Des achats favorables à Boeing



Vendredi 29 janvier, la France se réjouissait d'avoir pu vendre cinq Airbus A380, le plus gros porteur du monde, à la Chine, pour une facture prévue de 1,4 milliards de dollars (si le prix de vente est celui qui est indiqué sur le catalogue d'Airbus et qu'il n'est pas baissé).
La Chine, grand pays en développement, toujours assoiffé par de nouveaux besoins en grand nombre, semblait avoir choisi son camp entre les constructeurs d'avions Airbus et Boeing au profit du géant européen. Mais la joie d'Airbus aura été de courte durée et le choc qu'elle va endurer n'en sera que plus rude.
En effet, les Etats-Unis viennent d'annoncer que la Chine va leur acheter soixante appareils du constructeur Boeing, tous les appareils étant du type 7E7. Or, la facture totale sera de 7,2 milliards de dollars, soit cinq fois plus que la valeur des avions achetés à Airbus. De quoi relancer la guerre des ventes entre les deux principaux constructeurs mondiaux, mais surtout aussi de quoi hisser les ventes de Boeing au-dessus de celles d'Airbus.
Si Airbus ne se réjouit pas de voir son concurrent reprendre des couleurs, il est fort à craindre que ce ne soit pas son seul motif de colère. En effet, la société européenne avait tendance à voir la Chine comme une chasse gardée, surtout depuis qu'elle avait implanté une usine de trains d'atterrissage en Chine, affiliant des sociétés locales à son projet.
Mais Pékin a une nouvelle fois fait montre de son pouvoir de pays en développement en prenant à contresens les voies qu'elle avait créées.

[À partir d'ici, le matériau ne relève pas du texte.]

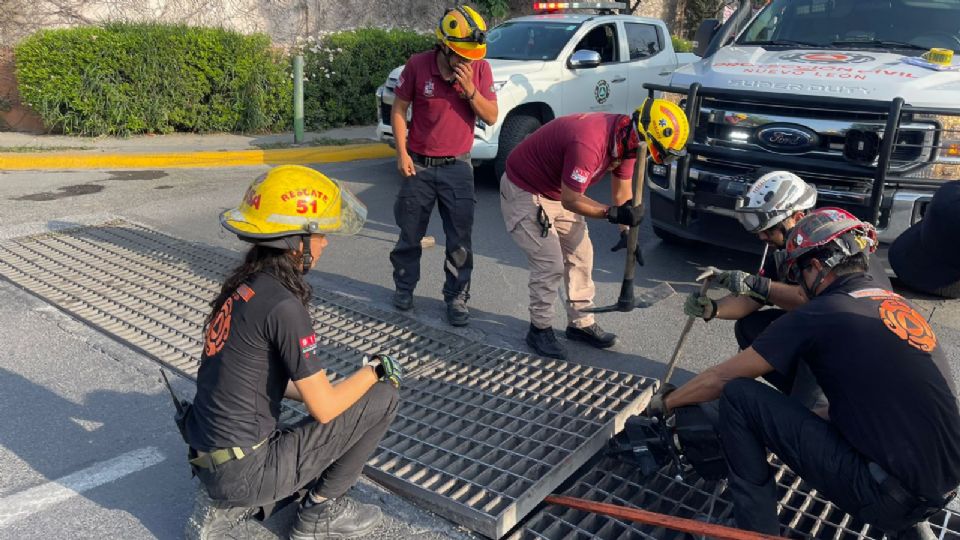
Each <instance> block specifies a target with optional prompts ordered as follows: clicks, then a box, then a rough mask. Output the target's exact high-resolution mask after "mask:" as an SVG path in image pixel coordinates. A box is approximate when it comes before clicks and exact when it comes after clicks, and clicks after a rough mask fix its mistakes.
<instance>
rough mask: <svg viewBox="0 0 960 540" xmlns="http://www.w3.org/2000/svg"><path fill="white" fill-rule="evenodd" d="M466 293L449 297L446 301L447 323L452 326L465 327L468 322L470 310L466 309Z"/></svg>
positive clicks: (461, 293)
mask: <svg viewBox="0 0 960 540" xmlns="http://www.w3.org/2000/svg"><path fill="white" fill-rule="evenodd" d="M467 298H469V297H468V296H467V293H460V294H458V295H456V296H451V297H448V298H447V299H446V301H447V322H449V323H450V324H451V325H453V326H466V325H467V323H469V322H470V310H468V309H467Z"/></svg>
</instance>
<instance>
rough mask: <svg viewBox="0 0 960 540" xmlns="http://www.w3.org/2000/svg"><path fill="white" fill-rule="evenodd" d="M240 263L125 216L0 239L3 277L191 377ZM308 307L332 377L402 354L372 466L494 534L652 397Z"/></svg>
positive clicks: (445, 516) (295, 408)
mask: <svg viewBox="0 0 960 540" xmlns="http://www.w3.org/2000/svg"><path fill="white" fill-rule="evenodd" d="M236 264H237V254H236V253H233V252H230V251H227V250H223V249H216V248H211V247H209V246H203V245H199V244H191V243H188V242H184V241H182V240H178V239H176V238H173V237H170V236H167V235H164V234H161V233H158V232H156V231H153V230H151V229H149V228H146V227H143V226H140V225H136V224H132V223H129V222H126V221H123V220H116V221H113V222H110V223H106V224H103V225H100V226H93V227H81V228H78V229H74V230H69V231H61V232H57V233H49V234H43V235H38V236H32V237H27V238H19V239H14V240H10V241H6V242H3V243H0V276H3V277H5V278H7V279H9V280H10V281H12V282H14V283H16V284H17V285H19V286H21V287H23V288H24V289H26V290H28V291H31V292H32V293H34V294H36V295H37V296H39V297H41V298H44V299H46V300H47V301H49V302H50V303H52V304H54V305H56V306H58V307H60V308H61V309H63V310H64V311H66V312H69V313H71V314H73V315H75V316H76V317H78V318H80V319H83V320H85V321H87V322H88V323H90V324H91V325H93V326H95V327H98V328H100V329H101V330H102V331H104V332H106V333H108V334H111V335H113V336H114V337H116V338H117V339H119V340H121V341H124V342H126V343H127V344H129V345H130V346H132V347H135V348H138V349H140V350H142V351H144V352H145V353H146V354H148V355H150V356H152V357H153V358H155V359H157V360H158V361H160V362H162V363H165V364H167V365H169V366H171V367H174V368H176V369H178V370H180V371H181V372H183V373H185V374H187V375H189V376H195V374H196V370H197V368H198V359H199V357H200V352H201V347H202V343H201V340H200V337H201V328H202V324H203V319H204V317H205V316H206V314H207V310H208V309H209V301H210V299H212V298H213V297H214V296H215V295H216V293H217V292H218V291H219V288H220V283H221V281H222V279H223V278H224V277H225V276H226V275H227V273H228V272H229V271H230V269H231V268H233V267H234V266H235V265H236ZM310 313H311V316H312V317H313V320H314V327H315V330H316V332H317V335H318V339H319V341H320V342H321V344H322V345H323V346H322V348H321V353H320V356H321V359H322V361H323V362H324V364H325V366H327V369H328V371H329V372H330V374H331V376H332V377H334V378H337V377H340V376H342V375H343V374H345V373H349V372H352V371H353V370H355V369H356V368H357V367H358V366H359V365H360V363H361V362H362V360H363V357H364V356H369V355H372V354H374V353H377V352H383V353H387V354H395V355H397V356H398V357H400V358H403V360H404V364H405V367H406V369H407V376H406V377H405V381H404V386H403V388H402V389H401V400H402V407H401V410H400V413H399V415H398V419H397V421H396V423H395V424H394V426H393V427H392V429H391V430H390V432H388V434H387V436H386V437H385V438H384V440H383V442H382V444H381V446H380V448H379V449H378V451H377V453H376V454H375V455H374V456H373V457H372V458H371V460H370V462H369V466H368V468H367V472H368V473H369V474H370V475H371V476H373V477H375V478H376V479H377V480H379V481H380V482H381V483H384V484H386V485H388V486H390V487H391V488H393V489H394V490H395V491H397V492H399V493H400V494H402V495H404V496H407V497H410V498H412V499H415V500H417V501H420V502H421V503H422V504H424V505H425V506H428V507H430V508H431V509H433V510H435V511H436V512H438V513H439V514H441V515H443V516H444V517H447V518H449V519H451V520H453V521H455V522H457V523H460V524H461V525H464V526H466V527H468V528H471V529H473V530H474V531H477V532H480V533H481V534H484V535H486V536H489V537H495V538H498V537H501V536H502V535H503V534H505V533H506V532H507V531H509V530H510V529H511V528H514V527H515V526H516V525H517V524H518V523H519V522H520V520H522V518H523V517H524V516H525V515H526V514H527V513H529V512H530V511H532V510H533V509H534V508H535V506H536V504H537V503H538V502H539V501H541V500H542V499H543V497H545V496H546V495H548V494H549V493H550V492H552V490H553V489H555V488H556V487H557V486H558V485H560V484H561V483H562V482H563V480H565V479H566V478H567V477H568V476H569V475H570V474H572V473H573V471H575V470H577V469H578V468H579V467H581V466H582V465H583V464H584V463H586V462H587V461H588V460H589V459H590V457H591V456H592V455H594V454H595V453H596V451H598V450H599V449H600V448H602V446H603V445H604V444H605V442H606V440H607V439H608V438H609V437H610V436H611V435H612V433H613V431H614V429H615V426H616V424H617V423H618V422H622V421H623V420H624V419H625V418H626V417H627V416H629V415H630V414H633V413H635V412H637V411H639V409H640V408H641V407H642V406H643V405H644V404H645V403H646V400H647V399H648V398H649V394H650V391H651V384H650V383H651V381H648V380H646V379H644V378H642V377H635V376H629V375H625V374H622V373H618V372H613V371H608V370H602V369H597V368H590V367H585V366H579V365H576V364H570V363H565V362H558V361H553V360H544V359H541V358H537V357H533V356H530V355H527V354H523V353H518V352H515V351H509V350H505V349H498V348H494V347H489V346H486V345H484V344H481V343H477V342H473V341H471V340H468V339H466V338H462V337H460V336H457V335H455V334H452V333H448V332H444V331H442V330H438V329H434V328H430V327H427V326H425V325H423V324H422V323H419V322H417V321H414V320H412V319H409V318H407V317H405V316H403V315H400V314H398V313H392V312H387V311H382V310H377V309H376V308H372V307H370V306H369V305H367V304H364V303H363V302H361V301H358V300H354V299H351V298H347V297H345V296H342V295H339V294H336V293H333V292H330V291H323V290H317V291H316V293H315V297H314V299H313V302H312V303H311V307H310ZM300 414H303V409H302V407H296V406H290V405H288V407H287V408H286V409H285V417H286V418H293V417H295V416H297V415H300Z"/></svg>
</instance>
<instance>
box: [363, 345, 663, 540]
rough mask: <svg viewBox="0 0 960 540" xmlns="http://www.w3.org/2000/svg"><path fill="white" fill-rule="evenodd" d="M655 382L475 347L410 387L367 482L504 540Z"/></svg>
mask: <svg viewBox="0 0 960 540" xmlns="http://www.w3.org/2000/svg"><path fill="white" fill-rule="evenodd" d="M651 382H652V381H649V380H647V379H644V378H642V377H636V376H632V375H627V374H623V373H618V372H612V371H608V370H603V369H598V368H592V367H588V366H580V365H576V364H571V363H568V362H562V361H559V360H548V359H542V358H538V357H533V356H530V355H527V354H523V353H519V352H515V351H506V350H503V349H497V348H495V347H488V346H484V345H475V346H473V347H471V348H469V349H467V350H465V351H463V352H462V353H461V354H459V355H457V356H455V357H453V359H452V360H450V361H447V362H443V363H437V364H434V365H431V366H427V367H425V368H423V369H421V370H419V371H418V373H417V377H416V378H415V379H414V380H412V381H410V382H409V383H408V384H407V385H406V389H405V391H404V393H403V398H404V400H403V402H402V403H401V407H400V413H399V415H398V418H397V420H396V421H395V422H394V424H393V426H391V429H390V432H389V433H388V434H387V436H386V437H385V438H384V440H383V442H382V444H381V446H380V448H379V449H378V452H377V453H376V454H375V455H374V456H373V457H372V458H371V459H370V461H369V463H368V464H369V465H370V467H371V469H372V470H369V471H368V474H370V476H372V477H374V478H376V479H377V480H378V481H380V482H381V483H384V484H386V485H388V486H391V487H394V488H396V489H398V490H401V491H403V492H404V493H406V494H408V495H411V496H412V497H414V498H415V499H417V500H419V501H420V502H421V503H422V504H423V505H425V506H427V507H429V508H431V509H434V510H435V511H437V512H438V513H441V514H443V515H445V516H447V517H451V513H452V514H453V516H454V517H453V518H452V519H454V521H457V522H458V523H460V524H462V525H465V526H467V527H469V528H471V529H473V530H475V531H477V532H480V533H481V534H484V535H486V536H489V537H492V538H500V537H501V536H503V535H504V534H506V532H507V531H509V530H510V529H512V528H513V527H514V526H516V525H517V523H519V521H520V520H521V519H522V518H523V517H524V516H526V515H527V514H528V513H529V512H530V511H531V510H533V509H534V508H535V507H536V505H537V504H538V503H539V502H540V501H542V500H543V497H545V496H546V495H548V494H549V493H551V492H552V490H553V489H555V488H556V487H557V486H558V485H560V484H561V483H562V482H563V481H564V480H565V479H566V478H567V477H569V476H570V474H571V473H573V471H575V470H576V469H577V468H579V467H580V466H581V465H582V464H584V463H585V462H586V461H587V460H589V459H590V457H591V456H593V455H594V454H595V453H596V451H597V450H599V449H600V448H601V447H603V445H604V444H605V443H606V441H607V439H609V437H610V436H612V435H613V433H614V431H615V430H616V429H619V426H618V424H622V422H623V421H624V420H625V419H626V417H628V416H629V415H631V414H636V412H638V411H639V409H640V408H641V407H642V406H643V405H645V404H646V402H647V401H648V400H649V396H650V393H651V392H652V387H651V384H650V383H651Z"/></svg>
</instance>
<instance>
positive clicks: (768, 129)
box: [757, 124, 820, 153]
mask: <svg viewBox="0 0 960 540" xmlns="http://www.w3.org/2000/svg"><path fill="white" fill-rule="evenodd" d="M757 140H758V141H759V142H760V146H762V147H764V148H766V149H767V150H770V151H772V152H786V153H801V152H807V151H809V150H812V149H814V148H816V147H818V146H819V145H820V137H818V136H817V134H816V132H815V131H813V130H810V129H807V128H805V127H803V126H800V125H797V124H767V125H765V126H763V127H762V128H760V129H759V130H757Z"/></svg>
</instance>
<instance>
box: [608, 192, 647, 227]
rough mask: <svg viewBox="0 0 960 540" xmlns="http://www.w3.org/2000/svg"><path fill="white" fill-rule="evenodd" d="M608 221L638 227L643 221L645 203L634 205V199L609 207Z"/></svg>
mask: <svg viewBox="0 0 960 540" xmlns="http://www.w3.org/2000/svg"><path fill="white" fill-rule="evenodd" d="M607 221H609V222H610V223H616V224H617V225H628V226H630V227H636V226H637V225H640V222H642V221H643V205H642V204H641V205H640V206H634V205H633V199H630V200H629V201H627V202H625V203H623V204H621V205H620V206H611V207H610V208H608V209H607Z"/></svg>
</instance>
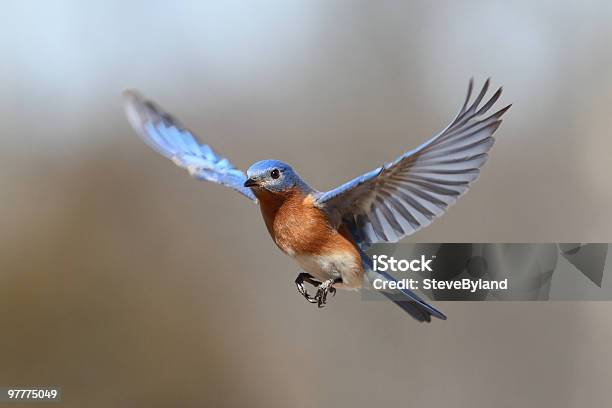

La Chine s'affiche comme un arbitre dans l'économie



Dans cette affaire, au-delà du choix technique entre les appareils de Boeing et ceux d'Airbus, la Chine a voulu réaliser un geste autant politique qu'économique en montrant au monde entier qu'elle n'était liée à personne, quelles que soient les apparences, et que ses choix ne concernent qu'elle-même.
Or, dans une économie mondiale comme celle qui existe actuellement, ceci fait un rude choc pour les pays développés. En effet, le commerce et l'économie mondiale d'aujourd'hui sont dominés par trois pôles, qui sont les Etats-Unis, le Japon et l'Europe. Or, jusqu'à présent, ces trois pôles dominaient le monde. Les pays en voie de développement ou d'industrialisation, si ils voulaient avoir des tarifs préférentiels, devaient donc rester fidèles au même fournisseur, fidélité qui était récompensée par quelques avantages.
Or, ces derniers jours, par sa politique basée sur la concurrence, la Chine a voulu montrer à ces trois pôles qu'elle était assez puissante économiquement pour se permettre d'acheter là où elle le veut, sans prendre en compte le système de fidélité qu'Airbus a voulu mettre en place en construisant une usine dans le pays.
La Chine cherche donc à s'affirmer comme une puissance économique forte, qui veut servir d'arbitre entre les trois pôles actuels.

Au-delà d'un geste économique, la Chine a voulu, en achetant des Boeing, montrer au monde entier qu'elle ne voulait pas jouer les seconds rôles dans l'économie mondiale, mais prendre une grande part dans celle-ci, notamment au détriment des autres puissances économiques.